Was the `#ladyball` tweet worth the controversy it caused?

#### Yes
It got people talking, which is the point of any publicity and/or advertising campaign.

#### Yes
The initial negative feedback was hugely overweighed by the positive mentions, especially the one in the [Washington Post](http://www.washingtonpost).

#### No
This is a little meta but: `#ladyball` was a success as a teaser to the campaign.
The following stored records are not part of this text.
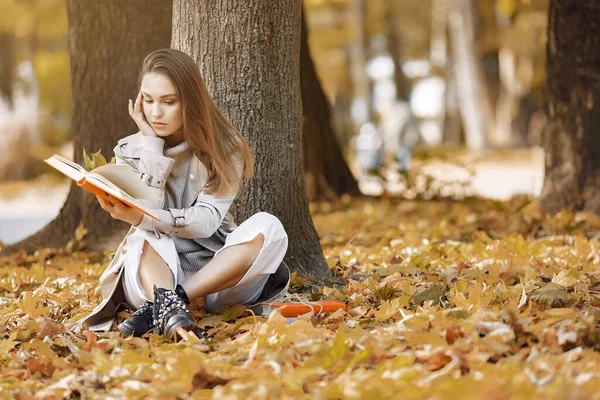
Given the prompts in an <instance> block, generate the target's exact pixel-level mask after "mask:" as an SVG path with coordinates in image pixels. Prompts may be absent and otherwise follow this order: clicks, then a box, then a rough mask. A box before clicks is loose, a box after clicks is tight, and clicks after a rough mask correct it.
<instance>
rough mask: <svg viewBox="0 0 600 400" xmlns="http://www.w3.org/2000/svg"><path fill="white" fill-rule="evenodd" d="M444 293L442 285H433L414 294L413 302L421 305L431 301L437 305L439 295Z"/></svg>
mask: <svg viewBox="0 0 600 400" xmlns="http://www.w3.org/2000/svg"><path fill="white" fill-rule="evenodd" d="M443 293H444V287H443V286H442V285H435V286H433V287H431V288H429V289H427V290H424V291H422V292H421V293H419V294H416V295H415V296H414V297H413V302H414V303H415V304H416V305H419V306H420V305H423V303H424V302H426V301H431V302H432V304H433V305H434V306H435V305H438V304H440V300H441V297H442V295H443Z"/></svg>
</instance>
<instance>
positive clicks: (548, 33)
mask: <svg viewBox="0 0 600 400" xmlns="http://www.w3.org/2000/svg"><path fill="white" fill-rule="evenodd" d="M599 18H600V3H598V2H597V1H593V0H552V1H551V2H550V12H549V20H548V21H549V22H548V44H547V55H548V67H547V71H548V81H547V96H548V115H549V123H548V126H547V127H546V130H545V132H544V139H543V143H544V149H545V151H546V176H545V181H544V188H543V190H542V197H541V206H542V208H544V209H545V210H548V211H550V212H557V211H559V210H560V209H563V208H570V209H575V210H590V211H594V212H596V213H600V135H599V134H598V126H599V124H600V87H599V86H598V83H599V77H600V56H599V55H598V51H597V50H598V48H599V46H600V25H599V24H598V23H597V21H598V19H599Z"/></svg>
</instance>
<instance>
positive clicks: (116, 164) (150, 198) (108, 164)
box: [91, 164, 156, 199]
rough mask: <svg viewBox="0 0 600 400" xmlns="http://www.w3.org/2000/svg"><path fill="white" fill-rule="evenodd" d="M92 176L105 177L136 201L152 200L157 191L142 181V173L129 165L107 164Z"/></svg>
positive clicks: (94, 171) (118, 187)
mask: <svg viewBox="0 0 600 400" xmlns="http://www.w3.org/2000/svg"><path fill="white" fill-rule="evenodd" d="M91 174H97V175H100V176H103V177H104V178H106V179H108V180H109V181H110V182H112V183H113V184H114V185H115V186H116V187H118V188H120V189H121V190H122V191H124V192H126V193H127V194H129V195H130V196H131V197H133V198H135V199H152V198H153V197H155V196H156V191H154V190H153V189H152V188H151V187H149V186H148V185H146V183H144V182H143V181H142V179H141V173H140V172H139V171H136V170H135V169H133V168H132V167H130V166H129V165H123V164H119V165H117V164H107V165H103V166H101V167H98V168H94V169H93V170H92V172H91Z"/></svg>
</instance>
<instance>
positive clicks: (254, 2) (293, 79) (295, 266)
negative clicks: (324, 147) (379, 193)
mask: <svg viewBox="0 0 600 400" xmlns="http://www.w3.org/2000/svg"><path fill="white" fill-rule="evenodd" d="M173 4H174V6H173V39H172V46H173V48H176V49H179V50H182V51H184V52H186V53H187V54H189V55H191V56H192V58H194V60H195V61H196V63H197V64H198V66H199V67H200V70H201V71H202V73H203V75H204V78H205V81H206V84H207V86H208V89H209V92H210V93H211V95H212V96H213V98H214V99H215V102H216V103H217V104H218V106H219V107H221V109H222V110H223V111H224V112H225V114H226V115H228V116H229V118H230V119H231V121H232V122H233V124H234V125H235V126H236V127H237V128H238V129H239V130H240V131H241V132H242V133H243V134H244V136H245V137H246V138H247V139H248V141H249V142H250V147H251V149H252V153H253V155H254V158H255V169H256V175H255V177H254V178H253V179H252V180H251V181H250V182H249V183H248V184H246V185H245V186H244V188H243V190H242V191H241V193H240V195H239V196H238V200H237V201H236V202H235V203H234V205H233V207H232V210H231V211H232V213H233V215H234V217H235V219H236V221H238V222H239V221H243V220H244V219H246V218H248V217H249V216H250V215H252V214H254V213H255V212H257V211H267V212H270V213H272V214H274V215H276V216H277V217H279V218H280V219H281V221H282V223H283V225H284V226H285V228H286V230H287V232H288V235H289V245H290V246H289V250H288V253H287V256H286V261H287V262H288V263H289V265H290V267H291V268H292V269H294V270H296V271H299V272H302V273H304V274H307V275H312V276H314V277H315V278H317V277H324V276H326V275H328V274H329V270H328V267H327V264H326V263H325V259H324V258H323V254H322V252H321V247H320V245H319V239H318V237H317V233H316V231H315V228H314V225H313V223H312V219H311V216H310V213H309V209H308V202H307V200H306V194H305V188H304V174H303V168H302V158H301V157H302V154H301V151H302V136H301V126H300V125H301V118H302V109H301V107H302V104H301V98H300V65H299V62H300V30H301V26H300V23H301V0H289V1H277V2H272V1H267V0H257V1H253V2H251V3H250V2H246V1H243V0H239V1H225V0H195V1H191V0H175V1H174V2H173Z"/></svg>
But once the true point of `#ladyball` was revealed, what was left for people to be upset about, or happy about, or engaged with? There was no way to build from `#ladyball` on to the avowed purpose of it all, Lidl's sponsorship of ladies' football. The Washington Post piece was very worthy and is sure to be front-and-centre when the advertising agency put their bill together, but in what way did the `#ladyball`campaign get more people interested in ladies' Gaelic football or get more people shopping at Lidl? That case isn't proven.